In the North Sea, the combined company owned about 54% of the 50-70 million bbl Blake oil field development. Also, Talisman added 8,500 b/d of production to its core central North Sea area, as well as a number of high-potential exploration prospects near Beatrice and Buchan fields, which the company operated.
With the acquisition, Talisman`s production grew to about 340,000 boe/d in 2000 from 246,000 boe/d, with more than 1.1 bcfd of gas sales worldwide.
Also in 2000, Houston-based Burlington Resources Inc. paid $2.5 billion in a friendly takeover of Calgary gas producer Poco Petroleums Ltd.
The merger created North America`s fourth largest gas producer and gave Burlington entry into Canada, where it previously had no leases or production.
Petro-Canada and Suncor ended merger discussions. Both were integrated companies with extensive upstream and downstream operations. Suncor also operated a major oilsands project in northern Alberta that was being expanded.
Canada`s federal Competition Bureau approved the merger of the Canadian units of Exxon Corp. and Mobil Corp., saying it would not substantially lessen competition in Canada. Imperial, owned 70% by Exxon Corp., merged with Mobil Oil Canada, pooling assets of about $22 billion. Mobil Canada was a major natural gas producer with significant interests in East Coast offshore oil and gas developments such as Hibernia, Terra Nova, and the Sable Offshore Energy Project. Imperial was Canada`s largest oil and gas producer and refiner, holding significant interests in oilsands and heavy oil operations in Alberta.
TransCanada was returning to its core business by selling all assets outside its $21 billion pipelining, power generation, and marketing activities in Canada and the northern US.
CEO Doug Baldwin said Trans-Canada`s strength was its low-cost gas transmission from gas fields in Western Canada to large energy markets in North America.
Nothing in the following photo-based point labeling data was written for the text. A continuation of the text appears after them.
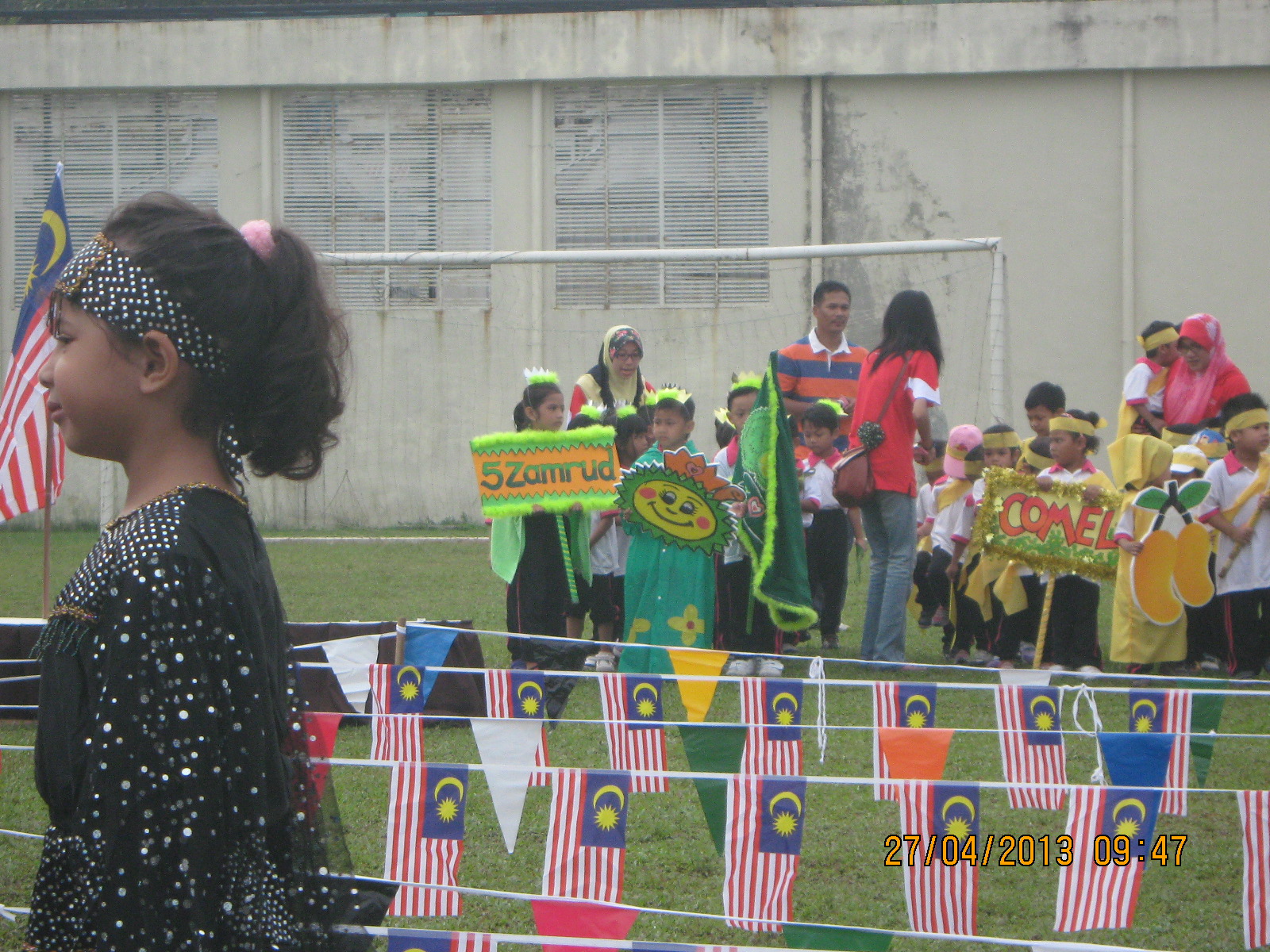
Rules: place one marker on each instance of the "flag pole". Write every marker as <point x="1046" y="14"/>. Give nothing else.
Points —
<point x="48" y="505"/>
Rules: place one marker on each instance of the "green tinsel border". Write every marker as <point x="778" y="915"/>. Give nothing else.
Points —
<point x="543" y="440"/>
<point x="999" y="484"/>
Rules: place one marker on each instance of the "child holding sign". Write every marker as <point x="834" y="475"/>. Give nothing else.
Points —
<point x="1237" y="503"/>
<point x="1072" y="640"/>
<point x="543" y="558"/>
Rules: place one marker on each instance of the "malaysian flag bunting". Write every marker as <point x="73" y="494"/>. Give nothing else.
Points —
<point x="397" y="727"/>
<point x="521" y="695"/>
<point x="941" y="898"/>
<point x="1255" y="816"/>
<point x="634" y="723"/>
<point x="761" y="856"/>
<point x="899" y="704"/>
<point x="587" y="835"/>
<point x="772" y="708"/>
<point x="429" y="941"/>
<point x="1092" y="896"/>
<point x="25" y="428"/>
<point x="1030" y="720"/>
<point x="1166" y="712"/>
<point x="427" y="819"/>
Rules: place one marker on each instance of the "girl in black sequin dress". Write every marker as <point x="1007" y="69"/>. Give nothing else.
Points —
<point x="171" y="747"/>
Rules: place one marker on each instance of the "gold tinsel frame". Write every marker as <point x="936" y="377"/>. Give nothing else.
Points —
<point x="1000" y="484"/>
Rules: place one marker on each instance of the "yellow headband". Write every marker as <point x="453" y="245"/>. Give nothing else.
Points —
<point x="1073" y="424"/>
<point x="1249" y="418"/>
<point x="1159" y="340"/>
<point x="1001" y="441"/>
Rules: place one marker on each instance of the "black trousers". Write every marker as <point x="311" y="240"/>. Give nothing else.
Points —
<point x="1072" y="640"/>
<point x="742" y="624"/>
<point x="829" y="541"/>
<point x="1246" y="620"/>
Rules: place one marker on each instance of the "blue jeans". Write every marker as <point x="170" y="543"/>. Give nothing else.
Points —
<point x="889" y="520"/>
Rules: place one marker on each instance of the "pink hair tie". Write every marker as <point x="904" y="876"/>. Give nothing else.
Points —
<point x="260" y="235"/>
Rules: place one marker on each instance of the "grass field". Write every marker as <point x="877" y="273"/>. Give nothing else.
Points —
<point x="671" y="862"/>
TransCanada planned to sell an extensive list of pipeline and related assets, many of which were acquired in a merger with Nova Corp. They included oil and gas pipelines, electric generating plants, and related facilities in place or under development in a dozen nations.
Baldwin said the sales would raise an estimated $3 billion, which would be used to repay debt.
In addition to exiting the international and midstream businesses, TransCanada planned to sell the Express Pipeline System, including the transmission and marketing of crude oil and refined products, and Cancarb Ltd., a carbon black plant in Alberta.
The company had cut staff to 4,400 from 5,000 since the Nova merger and sold about $1 billion of assets as part of its retrenchment.
That included the sale of Angus Chemical Co.; shifting its investment in the Northern Border Pipeline system into TC Pipelines LP and then offering it for sale; and an deal to sell its US midstream facilities and US NGL, marketing, and trading businesses to Coastal Corp., Houston.
Petro-Canada planned a "staged exit" from conventional crude oil production in Western Canada to concentrate on natural gas, oilsands, and offshore oil projects.
The company planned to sell conventional oil assets and acquire gas properties, while participating in oilsands projects and offshore developments such as Terra Nova, off Newfoundland.